Nicox Highlights Recent Progress with Key Programs and Activities


June 29, 2018

Sophia Antipolis, France

Nicox SA (Euronext Paris: FR0013018124, COX), an international ophthalmology company, today provided a business update and highlighted recent progress with key programs and activities.

As expected, the first half of 2018 has seen important progress with our primary research and development projects,” said Michele Garufi, Chairman and Chief Executive Officer of Nicox.In addition, we know that Bausch + Lomb are putting significant efforts into the marketing of VYZULTA in the United States, with May prescriptions exceeding 4,400 scripts1. The manufacturing and scale-up of ZERVIATE is proceeding on track to support a fall 2018 commercial launch in the United States.

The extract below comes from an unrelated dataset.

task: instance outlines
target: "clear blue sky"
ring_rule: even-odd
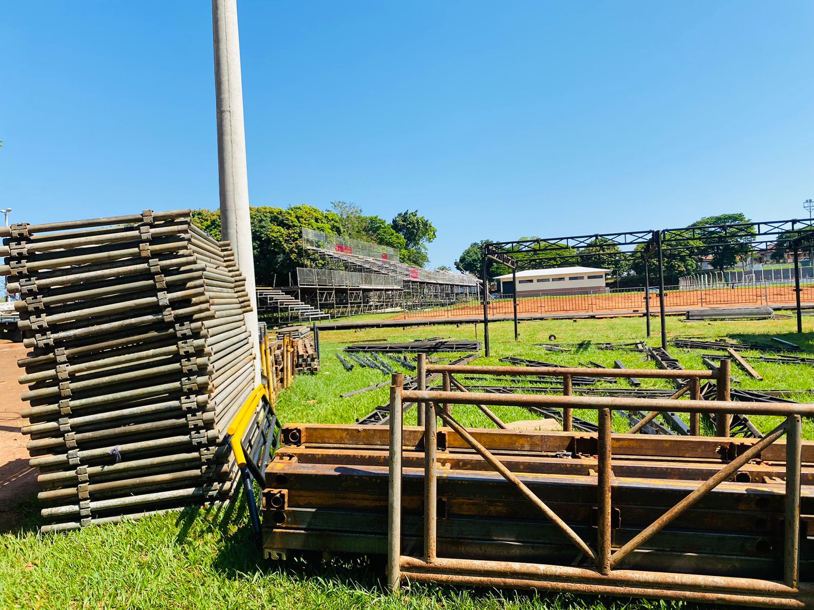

Preparations for the clinical studies evaluating NCX 470 for patients with glaucoma and NCX 4251 for patients with blepharitis are progressing as planned to support IND submissions during the third quarter of this year and first quarter of next year, respectively. Moreover, we have initiated our collaboration with Ironwood Pharmaceuticals, Inc. focused on combining Ironwood’s expertise in soluble guanylate cyclase (sGC) and our proprietary NO-donating research platform to generate new molecules with therapeutic potential; as well as progressed in our collaboration with Re-Vana. We are therefore optimistic about the evolution of our entire pipeline in the near future.

Key Upcoming Milestones

  • July 2018: Revenue update for Q2 2018
  • Q3 2018: Planned U.S. Investigational New Drug (IND) submission for NCX 470 for the treatment of patients with glaucoma
  • Fall 2018: Expected ZERVIATETM U.S. commercial launch
  • Q1 2019: Planned U.S. IND submission for NCX 4251 for the treatment of patients with blepharitis

Progress on Key Activities

  • Commercialization of VYZULTA® in the United States. The product has now been in the market for over 6 months and Q2 2018 revenue for Nicox is expected to be announced in mid-July.
  • ZERVIATETM expected to be launched in the U.S. by our partner Eyevance Pharmaceuticals during fall of 2018. Indicated for the treatment of ocular itching associated with allergic conjunctivitis, ZERVIATETM is the first and only topical ocular formulation of cetirizine.
  • NCX 470 U.S. IND submission enabling Phase 2 clinical study in glaucoma patients planned in Q3 2018. NCX 470 is a novel second generation NO-donating prostaglandin analog in development for the reduction of IOP in patients with open-angle glaucoma or ocular hypertension.
  • Additional pre-IND meeting held on NCX 4251 supporting the U.S. IND submission enabling Phase 2 clinical study in blepharitis patients planned in Q1 2019. In June 2018, an additional pre-IND meeting, which addressed specific questions on the potential primary endpoints for the Phase 2 study, was held with the U.S. FDA. Based on the FDA comments from this and previous meetings, we are finalizing the design of a first in human Phase 2 clinical trial. NCX 4251 is a novel, patented ophthalmic suspension of fluticasone propionate which is being developed for the first time as a targeted topical treatment of the eyelids for patients with acute exacerbation of blepharitis.
  • Research Collaboration with Ironwood Pharmaceuticals, Inc. In June 2018, we announced that we had entered into a research collaboration agreement with Ironwood Pharmaceuticals, Inc., a commercial biotechnology company, focused on combining Ironwood’s expertise in soluble guanylate cyclase (sGC) and our proprietary nitric oxide (NO)-donating research platform to generate novel compounds in order to identify potential new therapeutics for the treatment of certain ophthalmic conditions.
  • Increasing the focusing of collaboration in extended release intraocular drug delivery for stand-alone NO-donors. We have decided to focus on our collaboration with Re-Vana Therapeutics concerning biodegradable extended release technologies and have discontinued the collaboration with Eyepoint Pharmaceuticals (previously pSivida) in this area.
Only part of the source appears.